Thursday, 10 July 2008

The Cornerhouse Rules

Went to see Peter Saville talk to a smallish crowd at the Cornerhouse earlier.

He referred to his artwork for New Order's Power, Corruption and Lies as his career high, but I asked him about his biggest mistake.

Head in hands he offered an unexpected insight into the concepts of reuse and waste management and their application in the adjacent but quarrelsome fields of art and design. Invited to show at an Art Fair for the first time in his career ('a designer at an art fair is like a pop star in a movie... they've accepted the invitation to fuck up in public'), he and his team had spent some time experimenting with the digital transformation of rejected design projects. In other words, waste projects were pulled out of the scrap and given a deluxe 'photoshop' treatment, via the Wave filter, and re-presented as art.

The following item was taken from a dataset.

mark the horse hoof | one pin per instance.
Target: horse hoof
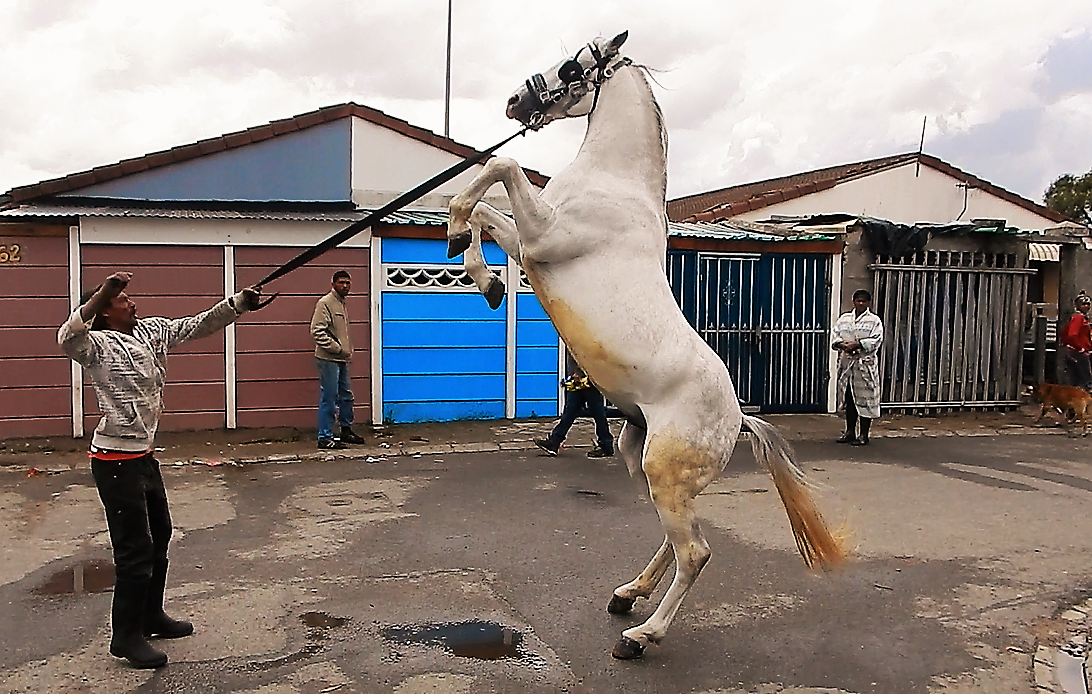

A version of a Maurice Lewis painting was given this treatment by Saville and selected as his showpiece at the Frieze Art Fair. So far so good. Then on preview night Saville wandered on past his own piece and down the aisle only to pass a Maurice Lewis original hanging only feet away. Both were presented as art. Saville was embarrassed... for four long days.

Moving on, there were plenty of Factory anecdotes, but I was keen to hear what he might have to say about his role as Manchester's Creative Director.

Like Ray Hammond and James Bellini at the Visions of the Future event a couple of weeks ago, Saville is interested in work... what it is, what it isn't any more and what it might be in the future. In particular, he's keen to understand just how people will live and work in a future version of Manchester which, right now, is probably best summed up as mostly about 'Universities and Football'! In short, Saville suggested that 'the world will know about Manchester when Manchester is doing things that the world is interested in'. Yank a random boy off the streets of, say, Sao Paulo or Beijing and he'll know all about Manchester. United! This isn't a bad thing of course, but, for Saville, Manchester clearly needs to work up a more rounded global personality.

Before rushing for the train back to London, Saville suggested that Manchester needs to keep hold of a few more of those visionary and ambitious people who come to the city to study... and then leave.